The Information Commissioner's Office (ICO) has carried out its second raid in three months on SMS spammers, confiscating 20,000 SIMs allegedly used by a Manchester firm to bombard mobile users with ambulance-chasing claims messages.

The raid comes after the ICO conducted a similar swoop on in December which led to the same number of SIMs being taken out of service.

The unnamed business is accused of operating 'SIM banks', hardware systems devices that automatically send large numbers of messages from unregistered pay-as-you-go SIM cards.

It is believed that millions of these messages are now sent each day to UK mobile users from as part of campaigns to harvest the mobile numbers of users unwise enough to reply, selling them on to claims marketing companies.

Familiar messages include the infamous "Our records indicate that you may be entitled to compensation of £3750 for the accident you had," which many mobile subscribers have received at some point in the last three years.

The hook is the offer to desist if users text 'stop' to a four-digit number but that is merely a ruse to get a response from the unwary. Anyone replying will be verifying their number, after which spammers resell them in bulk to claims marketing companies.

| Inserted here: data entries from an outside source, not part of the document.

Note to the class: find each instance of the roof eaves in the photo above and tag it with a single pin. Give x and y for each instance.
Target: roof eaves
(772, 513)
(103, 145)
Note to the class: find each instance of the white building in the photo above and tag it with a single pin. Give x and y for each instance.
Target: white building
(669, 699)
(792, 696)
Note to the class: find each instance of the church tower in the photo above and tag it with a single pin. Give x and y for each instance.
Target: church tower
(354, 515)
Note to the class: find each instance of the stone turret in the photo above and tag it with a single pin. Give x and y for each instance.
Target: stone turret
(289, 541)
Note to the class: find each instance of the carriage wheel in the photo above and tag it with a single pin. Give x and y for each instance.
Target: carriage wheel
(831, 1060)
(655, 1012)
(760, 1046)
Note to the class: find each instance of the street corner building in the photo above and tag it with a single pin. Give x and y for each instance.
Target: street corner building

The unfortunate users will then likely be deluged with repeat messages regardless of whether they send 'stop' messages' or not.

"Once they [spammers] have trapped your number they will then sell it into the [claims] industry," ICO investigation's manager David Clancy told the BBC after the latest raid.

"First users will pay £1, £1.50 for that phone number. A month later it will be distributed to lots of organisations for 50p, 20p, 10p a time. It makes a lot of money."

In May 2011, the ICO was given the power to fine companies that break the Privacy and Electronic Communications Regulations 2003, but has clearly decided that fines alone won't have enough effect on a wily industry that can shut down its operations before opening them in another guise using new SIMs.